Organized AI Organized AI · operator's manual

organized-gateway

// the Cloudflare Worker · Hono + KV + D1 + Tailscale proxy · operator's manual for just the bridge

What it is

organized-gateway is a single Cloudflare Worker that proxies POST /v1/* requests through a per-user rate limiter, a D1 access log, and a Tailscale bridge URL to an upstream service of your choice. Built on Hono. ~120 lines of TypeScript. One KV namespace, one D1 database, two secrets, one deploy.

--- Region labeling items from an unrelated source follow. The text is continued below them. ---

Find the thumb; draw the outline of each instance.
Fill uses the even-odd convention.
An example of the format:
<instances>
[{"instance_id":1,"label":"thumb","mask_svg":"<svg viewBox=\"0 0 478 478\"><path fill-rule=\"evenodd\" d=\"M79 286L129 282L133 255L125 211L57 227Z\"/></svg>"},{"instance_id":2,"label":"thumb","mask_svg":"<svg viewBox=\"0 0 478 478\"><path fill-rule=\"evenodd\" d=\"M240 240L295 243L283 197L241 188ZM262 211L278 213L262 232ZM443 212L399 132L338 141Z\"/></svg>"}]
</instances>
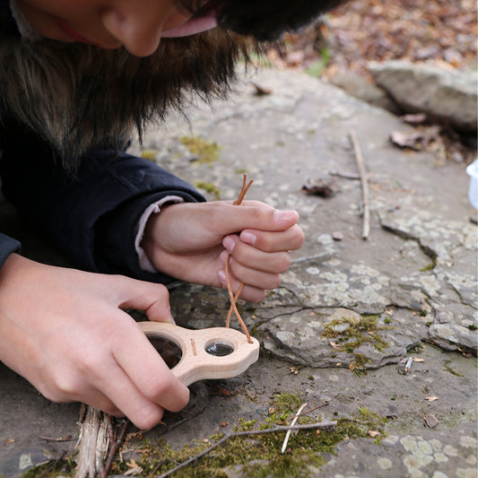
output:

This guide is the focused operator's manual for the Worker as a deliverable. For the broader system context (HICAM workshop, BYOK → Codex → Stripe phases, post-training paths), see openclaw-gateway-guide.

Project shape

organized-gateway/
  apps/
    organized-gateway/
      src/
        index.ts          // Hono app, ~120 lines
      migrations/
        0001_init.sql     // requests table + user_summary view
      wrangler.toml       // CF config — name, main, bindings
  scripts/
    bootstrap.sh          // provision KV + D1 + run migrations
    deploy.sh             // wrangler deploy convenience wrapper
  package.json            // pnpm + wrangler + hono + zod
  CLAUDE.md
  README.md

wrangler.toml

name = "organized-gateway"
main = "src/index.ts"
compatibility_date = "2026-01-01"
account_id = "691fe25d377abac03627d6a88d3eeac9"

[[kv_namespaces]]
binding = "GATEWAY_KV"
id = ""           # wrangler kv namespace create GATEWAY_KV → fill

[[d1_databases]]
binding = "DB"
database_name = "organized-gateway-db"
database_id = ""  # wrangler d1 create organized-gateway-db → fill

[vars]
ENVIRONMENT = "production"

# Set via wrangler secret put:
#   OPENCLAW_URL — Tailscale bridge URL or Cloudflare Tunnel URL
#   AUTH_MODE    — "openai" (BYOK) | "codex" (OAuth)

Secrets

secretpurposeset with
OPENCLAW_URLUpstream URL the Worker proxies to. Tailscale bridge or Cloudflare Tunnel pointing at your origin.echo "https://..." | wrangler secret put OPENCLAW_URL
AUTH_MODE"openai" = pass-through Authorization header. "codex" = resolve OAuth from KV by user id.echo "openai" | wrangler secret put AUTH_MODE

Bindings

bindingtypepurpose
GATEWAY_KVKVPer-user rate counters (rate:{user_id}:{minute}), Phase 2 OAuth tokens (oauth:{user_id}), Phase 3 tier flags (tier:{user_id}).
DBD1Access log (requests) + summary view (user_summary). Source of truth for usage analytics.
OPENCLAW_URLsecretUpstream proxy target.
AUTH_MODEsecretAuth dispatch: BYOK vs OAuth.

The Worker — full source

// apps/organized-gateway/src/index.ts
import { Hono } from 'hono'

type Env = {
  GATEWAY_KV: KVNamespace
  DB: D1Database
  OPENCLAW_URL: string
  AUTH_MODE: 'openai' | 'codex'
}

type Entry = {
  user_id: string
  endpoint: string
  status: number
  latency_ms: number
  tokens_est?: number
  ip_hash: string
}

const app = new Hono<{ Bindings: Env }>()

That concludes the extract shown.